The verification and linking of transaction blocks in the blockchain using hash of previous block, is performed in the similar manner as described in Bitcoin (Nakamoto, 2008). However, the hash in PoDLwHO doesn't follow the PoW schema of Bitcoin with specific difficulty of prefix zeroes in hash generation, instead the hash is the SHA-256 hash of the block without any random nonce introduced. Instead, this block has the hyperparameters used, accuracy achieved by the miner (the trainer) of the corresponding data transaction in the block generation phase. Also, the transactions validated in a block are selected based on their time of arrival, and for current experiment, they do not entail any transaction fee associated with mining and validating them.
Security Threat Model
The blockchain technology has exhibited remarkable applications but it has also garnered unwanted attention of attackers and hackers raising concerns regarding the security and vulnerability (Li et al., 2017; Feng et al., 2019). The blockchain described under current scheme is also susceptible to 51% Attack, Double spending and private key security vulnerability (Li et al., 2017) and our experiment assumes the participating nodes to be honest and lawful preventing such attacks.

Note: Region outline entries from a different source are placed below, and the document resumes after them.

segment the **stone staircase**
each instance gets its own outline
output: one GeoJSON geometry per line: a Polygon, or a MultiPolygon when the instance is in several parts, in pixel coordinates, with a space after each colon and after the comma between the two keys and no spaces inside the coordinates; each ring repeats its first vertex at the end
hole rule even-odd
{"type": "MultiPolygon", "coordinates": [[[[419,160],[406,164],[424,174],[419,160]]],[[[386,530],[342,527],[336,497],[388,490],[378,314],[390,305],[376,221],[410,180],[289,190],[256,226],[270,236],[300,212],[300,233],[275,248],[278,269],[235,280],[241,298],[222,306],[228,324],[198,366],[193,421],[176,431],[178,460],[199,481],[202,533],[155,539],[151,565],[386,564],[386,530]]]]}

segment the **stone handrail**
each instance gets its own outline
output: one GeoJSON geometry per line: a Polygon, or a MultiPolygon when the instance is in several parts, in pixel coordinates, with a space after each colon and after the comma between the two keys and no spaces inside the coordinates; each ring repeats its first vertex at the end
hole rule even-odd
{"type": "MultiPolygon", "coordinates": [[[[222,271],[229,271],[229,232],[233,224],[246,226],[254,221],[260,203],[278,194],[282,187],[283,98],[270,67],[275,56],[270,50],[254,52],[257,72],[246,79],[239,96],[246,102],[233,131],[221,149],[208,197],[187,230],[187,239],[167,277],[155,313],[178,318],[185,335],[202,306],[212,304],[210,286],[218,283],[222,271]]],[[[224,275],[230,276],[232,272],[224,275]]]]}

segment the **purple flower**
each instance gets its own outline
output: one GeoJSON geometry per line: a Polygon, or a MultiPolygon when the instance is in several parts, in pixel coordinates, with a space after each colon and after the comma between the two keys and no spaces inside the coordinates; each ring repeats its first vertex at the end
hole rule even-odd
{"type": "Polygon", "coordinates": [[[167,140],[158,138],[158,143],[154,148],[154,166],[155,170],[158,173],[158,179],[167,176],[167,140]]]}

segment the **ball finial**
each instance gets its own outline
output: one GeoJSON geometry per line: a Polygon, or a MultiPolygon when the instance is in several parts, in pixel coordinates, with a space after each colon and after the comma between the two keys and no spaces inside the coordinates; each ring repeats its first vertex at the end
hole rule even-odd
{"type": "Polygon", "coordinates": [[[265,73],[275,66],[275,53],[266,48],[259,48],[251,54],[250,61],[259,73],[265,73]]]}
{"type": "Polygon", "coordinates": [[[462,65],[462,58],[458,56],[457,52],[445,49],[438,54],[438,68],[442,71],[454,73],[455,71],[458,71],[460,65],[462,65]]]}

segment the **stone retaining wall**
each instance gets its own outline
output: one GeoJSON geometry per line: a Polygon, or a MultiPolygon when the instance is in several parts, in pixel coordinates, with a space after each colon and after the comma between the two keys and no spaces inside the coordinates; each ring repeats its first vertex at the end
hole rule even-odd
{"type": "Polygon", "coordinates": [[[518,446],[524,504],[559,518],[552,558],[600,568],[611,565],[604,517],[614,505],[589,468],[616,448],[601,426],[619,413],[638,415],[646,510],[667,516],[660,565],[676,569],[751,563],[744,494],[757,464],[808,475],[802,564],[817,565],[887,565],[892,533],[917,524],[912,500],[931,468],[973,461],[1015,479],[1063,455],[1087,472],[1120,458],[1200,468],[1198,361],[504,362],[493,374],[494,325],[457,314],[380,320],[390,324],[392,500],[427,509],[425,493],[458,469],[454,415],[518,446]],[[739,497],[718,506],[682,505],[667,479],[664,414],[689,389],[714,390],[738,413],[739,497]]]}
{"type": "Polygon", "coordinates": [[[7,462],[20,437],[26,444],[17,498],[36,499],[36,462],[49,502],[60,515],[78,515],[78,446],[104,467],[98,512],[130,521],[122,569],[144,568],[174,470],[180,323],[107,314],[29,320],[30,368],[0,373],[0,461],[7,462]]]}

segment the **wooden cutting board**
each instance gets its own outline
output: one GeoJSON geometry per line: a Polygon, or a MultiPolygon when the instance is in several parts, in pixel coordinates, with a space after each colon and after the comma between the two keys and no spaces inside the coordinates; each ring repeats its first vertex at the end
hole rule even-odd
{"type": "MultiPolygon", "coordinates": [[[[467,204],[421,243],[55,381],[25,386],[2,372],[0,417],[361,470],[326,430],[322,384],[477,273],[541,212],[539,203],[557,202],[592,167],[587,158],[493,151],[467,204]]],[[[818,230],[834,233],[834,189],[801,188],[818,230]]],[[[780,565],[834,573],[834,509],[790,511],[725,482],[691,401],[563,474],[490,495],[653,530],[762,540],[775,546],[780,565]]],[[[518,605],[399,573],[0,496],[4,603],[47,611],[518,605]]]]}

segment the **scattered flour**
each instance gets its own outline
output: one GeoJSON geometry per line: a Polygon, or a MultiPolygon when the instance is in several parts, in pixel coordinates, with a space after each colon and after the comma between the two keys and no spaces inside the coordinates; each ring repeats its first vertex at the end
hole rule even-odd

The requestor in PoDLwHO is vulnerable to a Distributed denial of service attack (DDoS) as all the miners are requesting and acquiring their data from the single requestor entity. We thus, assume the requestor to be capable of servicing all the requests without any prejudice or intended delay and function properly throughout the its operations. PoDLwHO is also exposed to the threat of code injection, since the data transactions exchanged between the nodes is followed by code execution for the purpose of model training and parameter evaluation. Suitable filters over the data exchanges are required to be implemented in order to prevent code injection.
Analysis and Comparison
Table 1 describes a brief overview of a few prominent algorithms proposed for performing hyperparameter tuning along with the advantages and challenges accompanying them. The algorithms have been stated in an order of priority to the concept of tuning models, building up on the fundamentals and enhancing them. Figure 2 groups these algorithms using the similarities in their underlying characteristics and presents a broad outline of their resemblance and divergence. From the initial intuition and experience-based approach, the exercise of tuning, gradually moves toward a heuristic approach, automating the procedure and incorporating several statistical methods to assist in the task completion.
Table 1. Theoretical overview of various algorithms used for hyperparameter tuning: Advantages and Challenges.
Figure 2. Prominent approaches of hyperparameter tuning grouped using logical similarities and characteristics.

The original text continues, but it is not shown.